A UE mobilizou neste verão 777 bombeiros de 14 países para ajudar os Estados-membros a combater os incêndios
BRUXELAS, 15 set. (EUROPA PRESS) -
A Comissão Europeia propôs nesta terça-feira avançar na criação de um corpo europeu de bombeiros que permita reforçar a cooperação entre os Estados-Membros e contar com equipes preparadas para atuar “o ano todo, não apenas no verão”, após uma temporada de incêndios em que cerca de 700.000 hectares foram consumidos por chamas em toda a União Europeia.
“O objetivo é avançar na criação de um corpo de bombeiros europeu que não receba atenção apenas no verão”, afirmou a comissária europeia para a Gestão de Crises, Hadja Lahbib, durante um debate no plenário do Parlamento Europeu em Estrasburgo (França) sobre os incêndios florestais e outros fenômenos meteorológicos extremos registrados neste verão na Europa.
Lahbib propôs essa opção ao constatar que “em alguns países, 80% dos bombeiros são voluntários”, por isso a Comissão começou a trabalhar nesse sentido, por exemplo, reunindo “jovens voluntários de toda a UE” em uma sessão em Varsóvia (Polônia), “com o objetivo de formar um corpo europeu, harmonizar conhecimentos e práticas e trocar experiências”.
A comissária explicou que, somente neste verão, a União Europeia como um todo mobilizou 777 bombeiros voluntários de 14 países.
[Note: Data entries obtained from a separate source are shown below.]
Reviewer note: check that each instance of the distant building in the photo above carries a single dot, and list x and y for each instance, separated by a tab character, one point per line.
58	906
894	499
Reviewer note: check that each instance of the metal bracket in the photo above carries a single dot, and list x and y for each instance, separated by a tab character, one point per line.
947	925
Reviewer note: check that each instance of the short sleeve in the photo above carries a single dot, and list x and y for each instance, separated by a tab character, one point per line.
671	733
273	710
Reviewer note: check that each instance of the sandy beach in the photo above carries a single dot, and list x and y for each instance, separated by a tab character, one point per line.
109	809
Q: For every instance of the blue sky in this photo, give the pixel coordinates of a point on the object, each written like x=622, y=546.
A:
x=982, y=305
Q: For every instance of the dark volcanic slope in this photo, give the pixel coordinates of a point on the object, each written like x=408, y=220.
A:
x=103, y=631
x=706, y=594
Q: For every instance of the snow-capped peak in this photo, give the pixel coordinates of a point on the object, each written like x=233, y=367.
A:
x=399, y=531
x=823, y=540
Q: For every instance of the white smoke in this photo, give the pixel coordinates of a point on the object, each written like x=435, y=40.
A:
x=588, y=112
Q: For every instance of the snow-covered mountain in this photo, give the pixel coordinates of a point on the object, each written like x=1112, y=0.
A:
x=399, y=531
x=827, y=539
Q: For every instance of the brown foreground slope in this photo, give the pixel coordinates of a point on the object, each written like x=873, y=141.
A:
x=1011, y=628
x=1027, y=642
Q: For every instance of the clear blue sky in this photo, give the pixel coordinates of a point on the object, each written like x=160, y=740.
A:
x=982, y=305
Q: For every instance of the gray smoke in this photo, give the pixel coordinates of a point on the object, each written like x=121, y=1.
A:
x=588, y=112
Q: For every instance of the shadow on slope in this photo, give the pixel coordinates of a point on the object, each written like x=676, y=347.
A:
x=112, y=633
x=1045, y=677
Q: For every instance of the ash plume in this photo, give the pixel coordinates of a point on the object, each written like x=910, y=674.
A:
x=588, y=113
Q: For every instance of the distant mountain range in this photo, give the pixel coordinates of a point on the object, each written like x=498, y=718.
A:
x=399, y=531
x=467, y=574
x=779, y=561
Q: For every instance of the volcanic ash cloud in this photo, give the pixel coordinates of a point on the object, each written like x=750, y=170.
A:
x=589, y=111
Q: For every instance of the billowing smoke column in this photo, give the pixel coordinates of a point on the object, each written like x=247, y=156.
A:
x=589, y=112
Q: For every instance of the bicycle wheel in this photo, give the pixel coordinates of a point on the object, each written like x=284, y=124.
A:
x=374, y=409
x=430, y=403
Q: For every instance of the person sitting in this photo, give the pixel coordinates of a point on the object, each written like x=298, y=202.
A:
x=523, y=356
No entanto, ela destacou a necessidade de “fazer mais em matéria de prevenção”, como, por exemplo, garantir que os Vinte e Sete contribuam para uma mobilização preventiva na próxima temporada de incêndios.
CERCA DE 700.000 HECTARES QUEIMADOS EM TODA A UE
Durante sua intervenção, Lahbib alertou que 2026 voltou a trazer um verão “muito difícil” na Europa devido às ondas de calor e às secas, que elevaram o risco de incêndios e causaram danos à saúde, à atividade econômica e à agricultura.
De acordo com os dados apresentados pela comissária, cerca de 700.000 hectares foram queimados no que vai do início do ano até agora, e 16 Estados-membros registraram áreas queimadas superiores às respectivas médias nacionais.
Nesse contexto, ela defendeu o reforço da prevenção contra fenômenos meteorológicos extremos, argumentando que a resposta de emergência deve ser a “última linha de defesa”, e adiantou que a Comissão apresentará, no outono, um quadro integrado de resiliência climática.
Apesar da magnitude dos incêndios, Lahbib destacou que todos os pedidos de assistência recebidos este ano por meio do Mecanismo de Proteção Civil da UE puderam ser atendidos, dez deles na Europa e outros dois fora do continente.
No total, o Centro de Coordenação de Resposta a Emergências (ERCC) coordenou a mobilização de 40 meios aéreos e 18 equipes terrestres, enquanto a reserva estratégica europeia “rescEU” contou neste verão com uma frota de 18 aeronaves e cinco helicópteros.
Lahbib defendeu a continuação da ampliação dessas capacidades e destacou que há quatro novas aeronaves pendentes de entrega, além de doze aeronaves anfíbias provenientes do Canadá — as Canadair —, ao mesmo tempo em que se mostrou a favor de impulsionar a produção desse tipo de aeronave na Europa para reforçar a capacidade própria de resposta aos incêndios.